Ahmed Djoghlaf, the executive co-ordinator of the GEF - a subsidiary of the
Nairobi-based U.N. Environment Programme (UNEP) -- said the funds would be
disbursed within the next two years.
Starting in July, the first beneficiaries -- Kenya, Botswana and Mali -- will
receive a total of 10 million dollars to revive degraded rangelands. ''The
project will focus on the rehabilitation of indigenous vegetation in the arid
regions of Botswana, Kenya and Mali,'' said Djoghlaf.
The overall objective of a three-million-dollar project in Botswana is to
facilitate community management of trans-border resources in the Kalahari-Namib
ecosystem. The project is expected to enhance sub-regional co-operation between
Botswana, Namibia and Zambia in carrying out coordinated actions and management
strategies to address the problem of land degradation in trans-boundary
rangeland and pastoral areas, including biodiversity loss.

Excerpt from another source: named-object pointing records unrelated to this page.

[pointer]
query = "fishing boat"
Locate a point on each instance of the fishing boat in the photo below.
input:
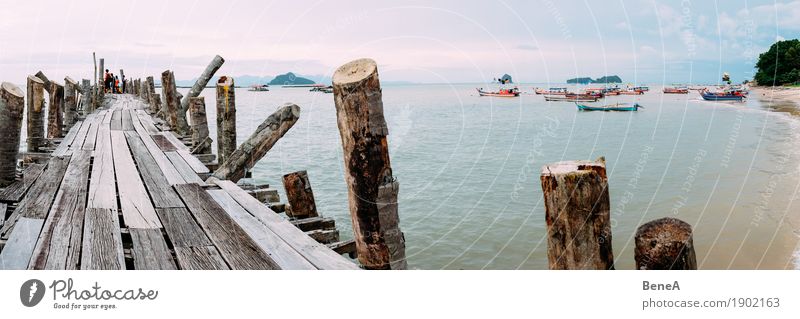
(722, 96)
(259, 88)
(501, 93)
(620, 107)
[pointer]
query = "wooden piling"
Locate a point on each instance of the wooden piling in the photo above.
(226, 118)
(169, 92)
(35, 114)
(55, 118)
(665, 244)
(70, 101)
(372, 190)
(299, 195)
(201, 143)
(577, 215)
(257, 145)
(12, 103)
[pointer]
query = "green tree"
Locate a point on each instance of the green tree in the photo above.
(780, 64)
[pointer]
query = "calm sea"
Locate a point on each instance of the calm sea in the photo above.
(468, 167)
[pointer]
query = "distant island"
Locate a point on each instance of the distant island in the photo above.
(605, 79)
(290, 79)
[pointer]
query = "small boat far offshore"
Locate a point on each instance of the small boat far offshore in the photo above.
(620, 107)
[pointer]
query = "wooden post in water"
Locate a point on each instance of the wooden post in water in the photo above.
(35, 114)
(372, 190)
(170, 94)
(665, 244)
(12, 103)
(54, 116)
(257, 145)
(577, 215)
(226, 118)
(70, 101)
(201, 143)
(299, 195)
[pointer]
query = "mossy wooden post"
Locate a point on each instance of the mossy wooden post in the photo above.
(665, 244)
(372, 190)
(70, 102)
(55, 119)
(577, 215)
(226, 118)
(35, 114)
(169, 92)
(258, 144)
(12, 103)
(299, 195)
(201, 143)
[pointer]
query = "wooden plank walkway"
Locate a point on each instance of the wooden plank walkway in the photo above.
(119, 193)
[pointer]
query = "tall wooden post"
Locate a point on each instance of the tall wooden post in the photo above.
(12, 102)
(299, 195)
(54, 116)
(170, 98)
(665, 244)
(258, 144)
(226, 118)
(70, 101)
(577, 215)
(35, 114)
(201, 143)
(372, 190)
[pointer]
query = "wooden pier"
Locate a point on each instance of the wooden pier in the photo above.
(121, 193)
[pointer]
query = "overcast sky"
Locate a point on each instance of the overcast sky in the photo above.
(420, 41)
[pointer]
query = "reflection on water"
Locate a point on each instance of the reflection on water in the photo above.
(469, 171)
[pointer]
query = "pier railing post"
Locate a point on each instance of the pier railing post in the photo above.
(577, 215)
(201, 143)
(226, 118)
(12, 103)
(35, 114)
(299, 195)
(54, 116)
(372, 190)
(258, 144)
(665, 244)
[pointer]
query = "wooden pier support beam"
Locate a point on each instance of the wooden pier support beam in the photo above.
(201, 143)
(257, 145)
(35, 114)
(577, 215)
(226, 118)
(372, 190)
(299, 195)
(665, 244)
(55, 118)
(12, 103)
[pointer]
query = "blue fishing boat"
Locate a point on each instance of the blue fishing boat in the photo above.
(620, 107)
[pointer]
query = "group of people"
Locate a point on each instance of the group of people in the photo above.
(111, 83)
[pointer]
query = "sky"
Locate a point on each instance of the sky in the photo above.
(417, 41)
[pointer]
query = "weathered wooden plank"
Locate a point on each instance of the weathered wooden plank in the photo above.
(184, 169)
(102, 241)
(150, 251)
(280, 251)
(157, 185)
(14, 192)
(19, 247)
(235, 246)
(116, 120)
(318, 254)
(59, 243)
(181, 228)
(200, 258)
(137, 210)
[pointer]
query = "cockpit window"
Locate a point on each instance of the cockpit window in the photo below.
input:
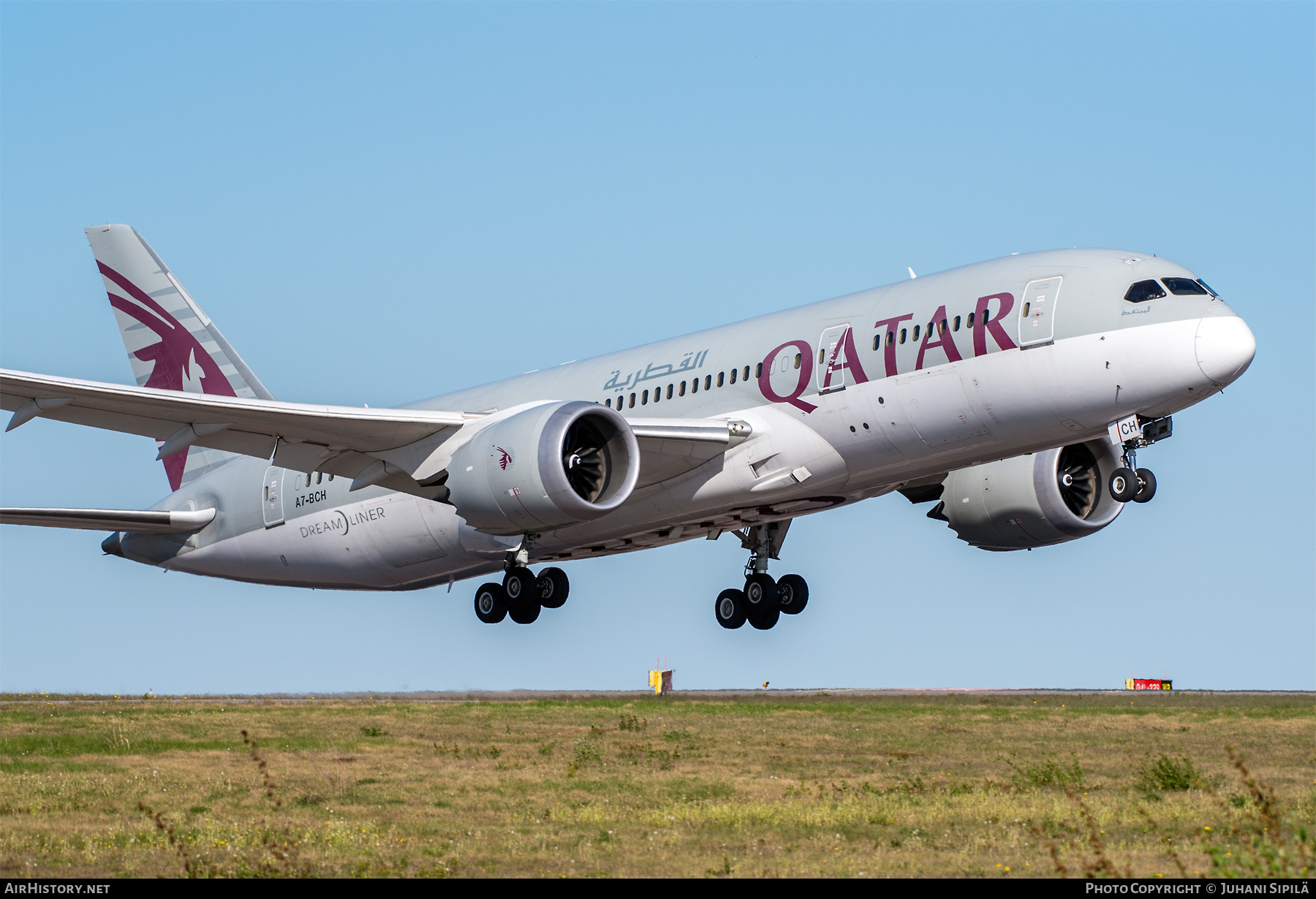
(1143, 291)
(1184, 287)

According to Djoghlaf, the GEF will also address cross-border land degradation
issues in Mauritania and Senegal, which are among the African countries most
affected by desertification.
The project, which is estimated to cost 12.3 million dollars, will be
implemented over a period of five years. ''It will aim at addressing the root
causes of biodiversity loss from land degradation in five critical ecosystems,
encompassing a 60,000-km square portion of the trans-border Senegal River
Valley in Senegal and Mauritania,'' he said.
A total of 2.5 million dollars has been set aside to assist 10 African
countries -- Tanzania, Zambia, Uganda, Mozambique, Zimbabwe, Burkina Faso,
Benin, Niger, Mauritania and Senegal - in the preparation of their national
strategies, plans or programmes for the implemetation of the UN Convention on
Biological Diversity.
Desertification affects one sixth of the world's population and 70 percent of
all dry lands or 3.6 billion hectares - a quarter of the total land area of the
world.
''In Africa, the impact of desertification is particularly acute. It threatens
the lives of millions of people and seriously affects more than 39 percent of
the total area of the continent,'' said Djoghlaf.
Indigenous vegetation on rangelands is the primary resource of the pastoral
economy in arid and semi-arid regions of Africa. How the vegetation is managed
is vital for the survival of the people in these regions.
According to Djoghlaf, loss of natural vegetation through grazing, building and
fuelwood, and the widespread effects of drought have resulted in land
degradation, leading to untold human suffering and erosion of unique and
endemic plants on which the ecological stability of these ecosystems depends.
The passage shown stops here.